Kapal induk Amerika Serikat, USS Gerald R Ford. (EPA-EFE)
Muhammad Reyhansyah • 2 December 2025 17:54
Washington: Gedung Putih mengonfirmasi bahwa seorang komandan tinggi Angkatan Laut Amerika Serikat (AS) memerintahkan putaran kedua serangan terhadap kapal yang disebut sebagai kapal narkotika Venezuela.
“Laksamana (Frank) Bradley bekerja sepenuhnya dalam batas kewenangan dan hukum” ketika memerintahkan serangan tambahan tersebut, kata Sekretaris Pers Gedung Putih Karoline Leavitt seperti dikutip BBC, Selasa, 2 Desember 2025.

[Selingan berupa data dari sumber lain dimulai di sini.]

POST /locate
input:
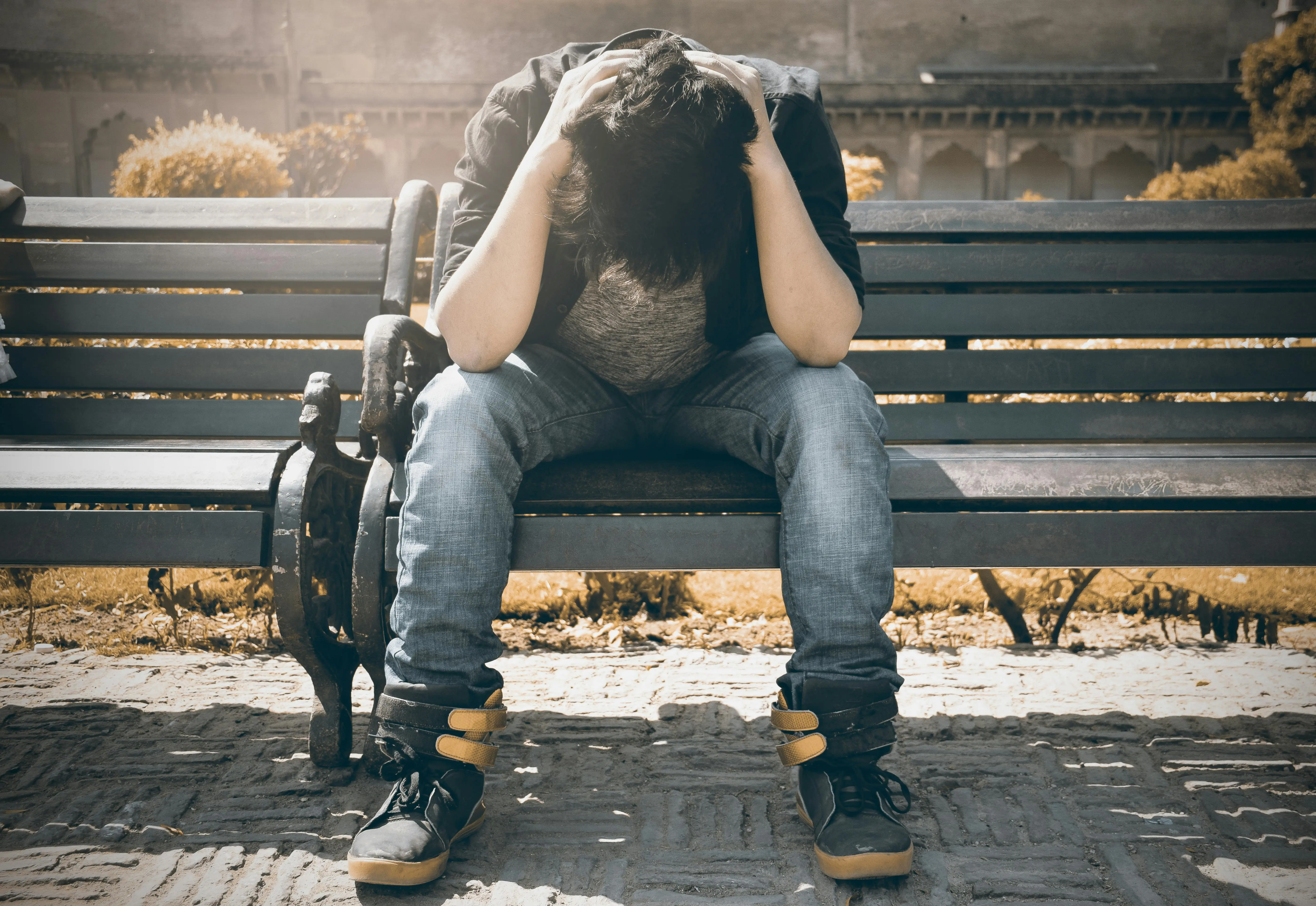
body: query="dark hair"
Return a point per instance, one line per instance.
(657, 170)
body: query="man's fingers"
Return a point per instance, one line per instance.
(599, 90)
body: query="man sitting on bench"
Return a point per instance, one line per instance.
(651, 249)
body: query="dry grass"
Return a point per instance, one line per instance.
(114, 612)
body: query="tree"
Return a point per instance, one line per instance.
(1280, 86)
(322, 154)
(208, 160)
(1253, 174)
(861, 176)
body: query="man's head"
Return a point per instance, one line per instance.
(657, 170)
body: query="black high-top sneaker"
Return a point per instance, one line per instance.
(437, 751)
(839, 733)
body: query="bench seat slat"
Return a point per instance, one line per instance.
(1082, 476)
(123, 538)
(162, 370)
(162, 419)
(202, 316)
(137, 474)
(190, 265)
(285, 219)
(1085, 371)
(1101, 421)
(905, 316)
(1107, 265)
(922, 540)
(940, 219)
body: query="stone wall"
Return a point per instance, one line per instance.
(990, 79)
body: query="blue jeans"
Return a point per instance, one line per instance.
(816, 430)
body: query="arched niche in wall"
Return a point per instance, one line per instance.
(102, 149)
(435, 164)
(1042, 172)
(1120, 174)
(952, 174)
(889, 178)
(11, 165)
(365, 179)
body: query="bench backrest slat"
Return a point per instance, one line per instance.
(305, 269)
(160, 419)
(991, 316)
(277, 316)
(1105, 265)
(212, 220)
(180, 370)
(190, 265)
(1074, 219)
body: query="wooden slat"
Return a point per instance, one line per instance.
(161, 419)
(1101, 421)
(162, 370)
(1080, 371)
(922, 540)
(190, 265)
(208, 219)
(122, 538)
(940, 219)
(982, 476)
(902, 316)
(39, 474)
(188, 316)
(1103, 264)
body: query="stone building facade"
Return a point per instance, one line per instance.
(963, 99)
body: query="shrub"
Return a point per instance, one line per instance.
(1280, 85)
(1253, 174)
(861, 176)
(208, 160)
(322, 154)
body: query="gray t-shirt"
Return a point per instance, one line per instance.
(635, 339)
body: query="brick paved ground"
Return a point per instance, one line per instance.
(1145, 778)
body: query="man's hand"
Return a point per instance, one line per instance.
(747, 81)
(580, 89)
(810, 300)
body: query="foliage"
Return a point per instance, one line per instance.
(1253, 174)
(861, 176)
(208, 160)
(1280, 85)
(320, 156)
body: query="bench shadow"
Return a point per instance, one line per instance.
(693, 805)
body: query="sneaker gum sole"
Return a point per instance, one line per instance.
(860, 867)
(405, 875)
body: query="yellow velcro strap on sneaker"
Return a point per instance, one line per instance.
(485, 720)
(465, 750)
(794, 721)
(798, 751)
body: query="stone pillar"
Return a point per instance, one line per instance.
(1082, 164)
(998, 158)
(907, 181)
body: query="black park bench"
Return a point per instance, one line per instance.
(1120, 476)
(144, 454)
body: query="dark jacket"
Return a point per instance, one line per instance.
(501, 133)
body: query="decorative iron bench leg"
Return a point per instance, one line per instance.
(314, 537)
(373, 590)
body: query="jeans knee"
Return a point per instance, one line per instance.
(830, 402)
(462, 398)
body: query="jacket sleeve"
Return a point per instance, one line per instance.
(497, 140)
(811, 152)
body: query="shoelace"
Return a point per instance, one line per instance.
(410, 784)
(864, 785)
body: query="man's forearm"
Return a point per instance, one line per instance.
(486, 308)
(810, 300)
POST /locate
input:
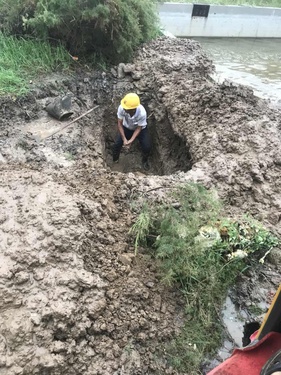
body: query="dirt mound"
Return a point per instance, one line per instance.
(75, 298)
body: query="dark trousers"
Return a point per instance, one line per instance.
(143, 138)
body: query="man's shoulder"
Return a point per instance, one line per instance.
(142, 111)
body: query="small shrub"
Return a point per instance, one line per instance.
(204, 253)
(111, 29)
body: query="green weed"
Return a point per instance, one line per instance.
(21, 60)
(262, 3)
(203, 253)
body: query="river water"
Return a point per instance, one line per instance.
(252, 62)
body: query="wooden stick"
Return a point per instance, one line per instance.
(71, 122)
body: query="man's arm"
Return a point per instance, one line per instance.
(134, 136)
(121, 131)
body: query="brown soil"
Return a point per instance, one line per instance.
(74, 297)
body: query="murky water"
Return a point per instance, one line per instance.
(252, 62)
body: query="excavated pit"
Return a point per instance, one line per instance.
(169, 152)
(75, 299)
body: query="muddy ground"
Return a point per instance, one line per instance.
(74, 297)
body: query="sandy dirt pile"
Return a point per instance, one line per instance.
(74, 297)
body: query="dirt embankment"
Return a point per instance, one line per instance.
(74, 298)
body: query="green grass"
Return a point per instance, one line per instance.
(203, 254)
(262, 3)
(21, 60)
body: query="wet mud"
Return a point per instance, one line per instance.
(75, 298)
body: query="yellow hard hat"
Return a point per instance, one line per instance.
(130, 101)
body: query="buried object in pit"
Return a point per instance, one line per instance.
(60, 108)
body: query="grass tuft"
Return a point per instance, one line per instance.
(257, 3)
(203, 253)
(21, 60)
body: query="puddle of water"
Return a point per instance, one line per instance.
(252, 62)
(232, 321)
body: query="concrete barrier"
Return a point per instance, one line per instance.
(191, 20)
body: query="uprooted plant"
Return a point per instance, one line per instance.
(204, 253)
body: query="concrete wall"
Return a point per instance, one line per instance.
(222, 21)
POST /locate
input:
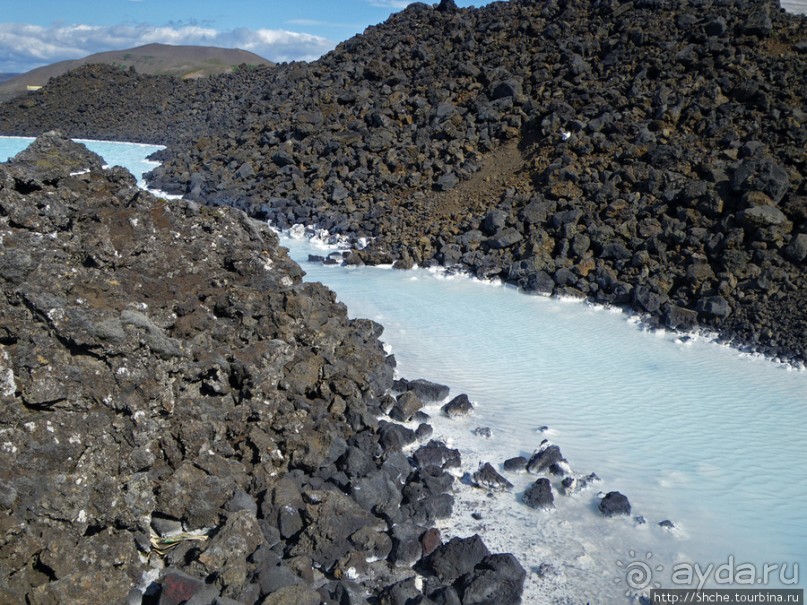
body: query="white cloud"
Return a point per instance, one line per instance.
(24, 47)
(397, 4)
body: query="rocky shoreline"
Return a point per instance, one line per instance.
(644, 154)
(184, 420)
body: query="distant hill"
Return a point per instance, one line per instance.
(155, 59)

Leavitt menyebutkan bahwa Menteri Pertahanan Pete Hegseth menyetujui operasi itu, namun membantah laporan The Washington Post bahwa ia memberi perintah untuk “membunuh semua orang” di atas kapal. Serangan kedua dilaporkan dilakukan setelah dua orang selamat dari ledakan awal dan bergantung pada kapal yang terbakar.
Namun, Leavitt tidak mengonfirmasi apakah serangan pertama menyisakan korban selamat atau apakah serangan lanjutan dimaksudkan untuk menghabisi mereka. “Presiden (Donald) Trump dan Menteri Hegseth telah menegaskan bahwa kelompok narco-teroris yang ditetapkan presiden dapat menjadi target mematikan sesuai hukum perang,” ujarnya.
Serangan tersebut menuai kecaman dari anggota legislatif Partai Republik maupun Demokrat, yang berjanji melakukan peninjauan kongres.
Komite Angkatan Bersenjata Senat menyatakan akan melakukan pengawasan intensif untuk mengungkap fakta terkait operasi itu. Ketua komite, Senator Roger Wicker, mengatakan pihaknya berencana mewawancarai “laksamana yang memimpin operasi” dan meminta rekaman audio serta video untuk mengetahui isi perintah yang diberikan.
Komite Angkatan Bersenjata di DPR juga menyatakan akan memimpin tindakan bipartisan untuk memperoleh penjelasan penuh mengenai operasi tersebut.
Ketua Gabungan Kepala Staf telah bertemu kedua komite pada akhir pekan untuk membahas “tujuan dan legalitas misi mengganggu jaringan penyelundupan ilegal”.
Dalam beberapa pekan terakhir, AS meningkatkan kehadiran militernya di kawasan Karibia dan melancarkan serangkaian serangan mematikan terhadap kapal yang diduga menyelundupkan narkoba di perairan internasional dekat Venezuela dan Kolombia, sebagai bagian dari operasi anti-narkotika.
Lebih dari 80 orang tewas sejak awal September. Pemerintahan Trump menyatakan bahwa mereka bertindak dalam rangka pembelaan diri dengan menghancurkan kapal pengangkut narkoba menuju AS.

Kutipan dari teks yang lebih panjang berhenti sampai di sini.